Sunday, October 16, 2011

Daughter of Smoke and Bone by Laini Taylor

From Goodreads:
Around the world, black handprints are appearing on doorways, scorched there by winged strangers who have crept through a slit in the sky.

In a dark and dusty shop, a devil's supply of human teeth grown dangerously low.

And in the tangled lanes of Prague, a young art student is about to be caught up in a brutal otherwordly war.

Meet Karou. She fills her sketchbooks with monsters that may or may not be real; she's prone to disappearing on mysterious "errands"; she speaks many languages--not all of them human; and her bright blue hair actually grows out of her head that color. Who is she? That is the question that haunts her, and she's about to find out.

When one of the strangers--beautiful, haunted Akiva--fixes his fire-colored eyes on her in an alley in Marrakesh, the result is blood and starlight, secrets unveiled, and a star-crossed love whose roots drink deep of a violent past. But will Karou live to regret learning the truth about herself?
Since fantasy is not normally my genre of choice, the premise really has to draw me in for me to sit up and take notice and want to read it. In the case of Daughter of Smoke and Bone, I was intrigued by the fantasy aspect of the story that took place in a real-life setting - in this case, the enchanting city of Prague, Czech Republic. 
Since so often I see things through the lens of travel (that is part of my blog after all), settings can make or break a story for me. Since so many people have already reviewed this book I've decided that I'm going to mainly discuss how the setting impacted my enjoyment of the book. 

Having been to Prague before, I can say that it is the perfect setting for this off-kilter sort of tome Laini Taylor created. Just read this passage and tell me there would be a better city for the novel to take place:

The streets of Prague were a fantasia scarcely touched by the twenty-first century - or the twentieth or nineteenth, for that matter. It was a city of alchemists and dreamers, its medieval cobbles once trod by golems, mystics, and invading armies. Tall houses glowed goldenrod and carmine and eggshell blue, embellished with Rococo plasterwork and capped in roofs of uniform red. Baroque cupolas were the soft green of antique copper, and Gothic steeples stood ready to impale fallen angels. The wind carried the memory of magic, revolution, violins and cobbled lanes meandered like creeks. Thugs wore Mozart wigs and pushed chamber music on street corners, and marionettes hung in windows, making the whole city seem like a theater with unseen puppeteers crouched behind velvet.

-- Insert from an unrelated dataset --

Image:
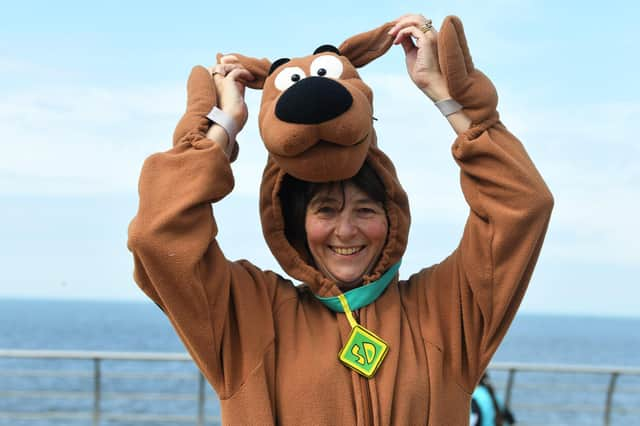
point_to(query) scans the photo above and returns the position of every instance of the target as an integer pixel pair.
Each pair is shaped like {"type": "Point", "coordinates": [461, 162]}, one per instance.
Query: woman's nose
{"type": "Point", "coordinates": [345, 227]}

Above it all loomed the castle on this hill, its silhouette as sharp as thorns. By night, it was floodlit, bathed in eerie light, and this evening the sky hung low, full-bellied with snow, making gauzy halos around the street lamps. (25)

I mean, c'mon! How enchanting does that sound?

Which is why I found myself disappointed when two-thirds of the way through the novel, the setting changed from the magical backdrop of the capital of the Czech Republic to the fantasized world of Seraphim and Chimaera. Prague was so vivid to me, and as a result, Taylor's imagined world kind of made the story fade a little bit from my mind.

This, I recognize, is nit-picking since my life and travels have caused my readerly bias to prefer stories that take place in the real-world. However, if it hadn't been for that real-world setting, I'm not convinced I would have read this book. So while the book kept me engrossed enough to want to read the sequel, I do so with trepidation and hope that it returns to Prague, but given how the story ends, I'm thinking it probably won't.

This is still an amazing story and Laini Taylor deserves a huge amount of praise for her talent at being able to seek out and find just the right words. Her sentence structure and word placement is artful to say the least, masterful to say the most.

Daughter of Smoke and Bone by Laini Taylor
Published: September 27, 2011 by Little, Brown & Company
Pages: 420
Genre: Fantasy/Paranormal
Audience: Young Adult

Also check out my recap of Laini Taylor's visit to Nicola's Books in Ann Arbor, Michigan


  1. I bookmarked that same passage as well! I was nowhere near as enchanted with the real Prague as the Prague setting in this book. I loved how Taylor used the puppet theme too - very fitting.

  2. Oh Stephanie, I totally found Prague as enchanting as Taylor described it. Of course, I went in November so I think the cold helped to add to the spooky/magical air.